|The Compassion of the Birds - by Stephanie Tihanyi|
(all copyrights held by the artist)
My personal experience is that experiencing yourself as two separate people is a very disturbing sensation. Sometimes when I am doing something, working, socialising, relaxing, I get the sense of another other self watching within or even having thoughts or experiencing emotions that I do not have, that are certainly not anything to do with my current external situation or even my present thoughts at the time and that don't even seem to belong to me. But clearly they come from my own self, not one that I recognise.
Sometimes these feelings and sounds can be very inappropriate to the current moment. For instance hearing a woeful sobbing coming from inside when at dinner or greeting clients of friends. Hearing angry or aggressive remarks when talking with someone you like or who you know likes you. Usually but not all, these are appearances of unwanted, repressed and socially jeopardising emotions that threaten my social interaction. Sometimes I have been alone and also experienced this. These are called 'made thoughts and feelings', also a dissociative symptom.
There is another side to this depersonalisation experience. That is, being on the other shoe, as they say.
This side is more unsettling because in the first example at least you are the one in control, in the drivers seat. In this one you're in the back seat and whats more the driver don't even know you exist!. Its like you just a passenger in someone else's life.

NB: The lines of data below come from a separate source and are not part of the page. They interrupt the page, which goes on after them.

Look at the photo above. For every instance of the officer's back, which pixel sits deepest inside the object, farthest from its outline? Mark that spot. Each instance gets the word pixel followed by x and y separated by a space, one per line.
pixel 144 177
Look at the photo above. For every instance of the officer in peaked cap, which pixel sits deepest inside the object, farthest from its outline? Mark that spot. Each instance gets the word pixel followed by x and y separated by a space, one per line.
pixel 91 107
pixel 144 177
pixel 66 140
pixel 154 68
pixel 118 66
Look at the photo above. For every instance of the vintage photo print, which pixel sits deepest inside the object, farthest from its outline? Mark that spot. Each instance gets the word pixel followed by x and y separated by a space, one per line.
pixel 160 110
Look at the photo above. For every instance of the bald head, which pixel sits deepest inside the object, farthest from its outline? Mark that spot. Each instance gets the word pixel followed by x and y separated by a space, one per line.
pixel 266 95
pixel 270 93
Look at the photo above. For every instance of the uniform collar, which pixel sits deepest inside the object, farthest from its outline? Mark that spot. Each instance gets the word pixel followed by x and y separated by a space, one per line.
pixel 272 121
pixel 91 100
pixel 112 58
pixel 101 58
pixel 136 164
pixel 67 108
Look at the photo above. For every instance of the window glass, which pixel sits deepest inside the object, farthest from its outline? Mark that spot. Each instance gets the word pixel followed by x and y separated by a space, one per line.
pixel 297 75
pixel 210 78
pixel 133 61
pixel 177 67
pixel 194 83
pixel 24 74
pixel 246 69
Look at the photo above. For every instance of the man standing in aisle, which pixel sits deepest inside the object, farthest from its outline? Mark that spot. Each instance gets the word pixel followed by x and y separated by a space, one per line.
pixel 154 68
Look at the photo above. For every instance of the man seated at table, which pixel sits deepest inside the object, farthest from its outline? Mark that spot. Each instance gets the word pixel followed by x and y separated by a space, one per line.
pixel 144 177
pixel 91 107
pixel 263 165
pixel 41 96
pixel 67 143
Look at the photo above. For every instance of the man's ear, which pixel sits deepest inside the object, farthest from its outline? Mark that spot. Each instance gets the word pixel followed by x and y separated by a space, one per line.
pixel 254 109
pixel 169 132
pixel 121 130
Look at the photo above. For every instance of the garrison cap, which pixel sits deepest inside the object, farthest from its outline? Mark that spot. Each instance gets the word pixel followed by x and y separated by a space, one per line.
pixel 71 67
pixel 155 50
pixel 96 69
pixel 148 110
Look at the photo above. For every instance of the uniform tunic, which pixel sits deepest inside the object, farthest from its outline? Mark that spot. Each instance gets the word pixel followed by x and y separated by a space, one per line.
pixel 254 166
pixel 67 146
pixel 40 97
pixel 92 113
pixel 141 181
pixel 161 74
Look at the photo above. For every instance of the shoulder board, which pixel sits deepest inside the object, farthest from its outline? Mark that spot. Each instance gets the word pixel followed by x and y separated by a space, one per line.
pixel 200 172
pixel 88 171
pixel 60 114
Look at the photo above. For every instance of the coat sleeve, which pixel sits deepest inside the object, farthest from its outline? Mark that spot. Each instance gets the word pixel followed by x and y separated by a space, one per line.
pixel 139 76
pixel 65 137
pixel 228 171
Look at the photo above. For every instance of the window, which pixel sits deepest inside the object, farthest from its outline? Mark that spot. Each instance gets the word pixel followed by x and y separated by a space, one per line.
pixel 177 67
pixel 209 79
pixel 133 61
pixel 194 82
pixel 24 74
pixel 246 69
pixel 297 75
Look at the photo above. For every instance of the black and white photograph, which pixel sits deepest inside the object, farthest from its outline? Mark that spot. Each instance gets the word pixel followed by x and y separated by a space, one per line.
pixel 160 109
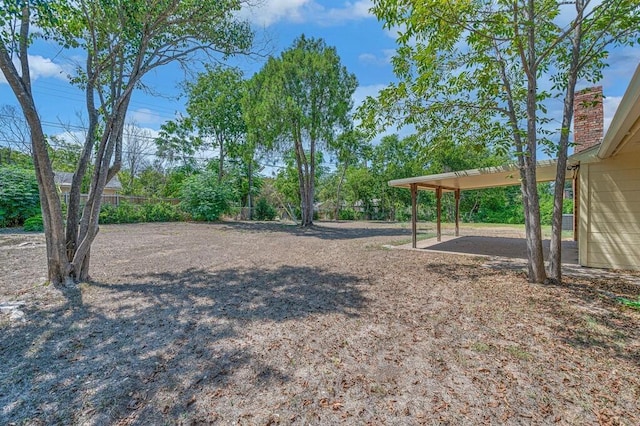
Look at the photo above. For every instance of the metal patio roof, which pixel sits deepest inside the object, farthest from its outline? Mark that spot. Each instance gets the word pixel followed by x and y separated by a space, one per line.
pixel 488 177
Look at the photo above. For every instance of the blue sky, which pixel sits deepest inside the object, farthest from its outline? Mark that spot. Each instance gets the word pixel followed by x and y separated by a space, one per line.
pixel 363 45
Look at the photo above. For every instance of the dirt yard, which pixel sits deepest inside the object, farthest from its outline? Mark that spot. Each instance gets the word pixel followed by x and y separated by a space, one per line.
pixel 259 324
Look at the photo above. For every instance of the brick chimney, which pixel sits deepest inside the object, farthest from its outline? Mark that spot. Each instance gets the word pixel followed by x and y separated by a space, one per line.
pixel 588 118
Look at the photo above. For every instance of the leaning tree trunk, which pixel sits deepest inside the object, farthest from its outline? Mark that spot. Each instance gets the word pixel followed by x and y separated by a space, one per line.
pixel 537 273
pixel 555 249
pixel 20 83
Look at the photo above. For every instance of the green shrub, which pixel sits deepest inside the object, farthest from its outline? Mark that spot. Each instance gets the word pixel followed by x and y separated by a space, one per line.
pixel 135 213
pixel 264 210
pixel 347 214
pixel 19 197
pixel 204 198
pixel 122 213
pixel 162 212
pixel 34 223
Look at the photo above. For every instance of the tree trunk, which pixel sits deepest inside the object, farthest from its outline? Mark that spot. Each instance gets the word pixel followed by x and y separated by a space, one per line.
pixel 250 195
pixel 338 203
pixel 537 273
pixel 20 83
pixel 555 250
pixel 221 159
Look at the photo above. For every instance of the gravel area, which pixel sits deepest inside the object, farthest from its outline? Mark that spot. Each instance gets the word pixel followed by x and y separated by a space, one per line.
pixel 267 323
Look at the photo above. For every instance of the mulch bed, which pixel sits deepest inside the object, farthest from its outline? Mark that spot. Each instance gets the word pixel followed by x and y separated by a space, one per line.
pixel 243 323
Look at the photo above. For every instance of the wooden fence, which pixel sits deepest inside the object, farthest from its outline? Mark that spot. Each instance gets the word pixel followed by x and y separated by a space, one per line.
pixel 116 199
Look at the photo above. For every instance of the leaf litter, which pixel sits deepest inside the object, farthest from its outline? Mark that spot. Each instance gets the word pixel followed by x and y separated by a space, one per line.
pixel 265 323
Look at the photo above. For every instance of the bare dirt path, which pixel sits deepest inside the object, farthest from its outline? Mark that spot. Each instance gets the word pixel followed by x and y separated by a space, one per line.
pixel 241 323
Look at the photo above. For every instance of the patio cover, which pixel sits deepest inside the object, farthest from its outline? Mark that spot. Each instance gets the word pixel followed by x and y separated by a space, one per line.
pixel 488 177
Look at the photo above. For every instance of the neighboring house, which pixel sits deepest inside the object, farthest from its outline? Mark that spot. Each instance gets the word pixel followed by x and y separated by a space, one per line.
pixel 608 183
pixel 63 181
pixel 605 173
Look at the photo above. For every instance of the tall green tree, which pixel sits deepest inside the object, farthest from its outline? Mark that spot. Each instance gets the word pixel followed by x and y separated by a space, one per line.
pixel 214 105
pixel 350 148
pixel 478 67
pixel 304 101
pixel 122 42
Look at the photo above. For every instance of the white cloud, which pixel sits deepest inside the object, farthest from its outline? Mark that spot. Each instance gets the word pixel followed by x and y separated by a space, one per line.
pixel 41 67
pixel 372 59
pixel 362 92
pixel 269 12
pixel 145 116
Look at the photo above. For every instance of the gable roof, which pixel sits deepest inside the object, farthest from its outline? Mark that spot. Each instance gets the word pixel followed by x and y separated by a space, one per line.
pixel 65 178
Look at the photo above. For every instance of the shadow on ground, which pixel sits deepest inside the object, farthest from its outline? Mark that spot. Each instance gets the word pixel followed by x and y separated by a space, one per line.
pixel 322 230
pixel 515 248
pixel 96 355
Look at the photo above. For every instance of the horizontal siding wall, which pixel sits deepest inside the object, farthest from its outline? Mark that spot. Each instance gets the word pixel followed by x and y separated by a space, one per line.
pixel 611 205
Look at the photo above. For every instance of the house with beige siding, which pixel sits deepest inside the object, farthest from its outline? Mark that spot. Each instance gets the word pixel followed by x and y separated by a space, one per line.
pixel 607 186
pixel 605 170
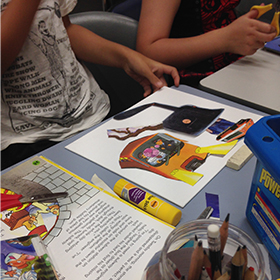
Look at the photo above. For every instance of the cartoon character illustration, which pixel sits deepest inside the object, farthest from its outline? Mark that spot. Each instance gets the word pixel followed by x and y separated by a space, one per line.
pixel 19 260
pixel 30 218
pixel 169 156
pixel 19 264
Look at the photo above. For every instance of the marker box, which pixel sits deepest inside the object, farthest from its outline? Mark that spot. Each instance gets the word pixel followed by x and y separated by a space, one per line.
pixel 263 208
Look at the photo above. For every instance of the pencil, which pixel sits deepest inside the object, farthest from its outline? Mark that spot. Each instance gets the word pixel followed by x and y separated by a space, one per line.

For example: I can be having a stressful day, thoughts on my mind and a lot of anxiety, intense negative feelings of sadness. I am absorbed and experiencing overwhelming feelings from thoughts of traumatic memories and then Bam!, I am challenged to respond to the present moment, to a friend, spouse or neighbour, who interacts with me and I experience an intense moment of panic. I must respond, but not as I am, they cannot see me as I am. Suddenly I am feeling I have receded. I hear these words come out of my mouth in the present and its not my words. I didn't put them together. I sort of sit here in the back hearing (my) witty remarks and complex responses and feeling chuckles vertebrate in my chest and all the while I am not aware of any of these thought processes or memories that created them, all I have is these other intense emotions. its so weird, its like someone else is running the show. I couldn't consciously act this well even if I tried. Sitting here in the back of my head, I am thinking, 'how the hell does she do that?', how the hell does that happen?'. I feel anxiety and dismay at the same time. How can this fake bitch carry on chatting with light and ease when I am here in the background with these horrible feelings?. Its like a betrayal. This goes beyond covering up ones feelings. I have tried to act not scared or hurt or sad when I am not but never managed the effortless ease my other self has achieved it, with such autonomy in these experiences. I suspect this self cannot even be aware I exist.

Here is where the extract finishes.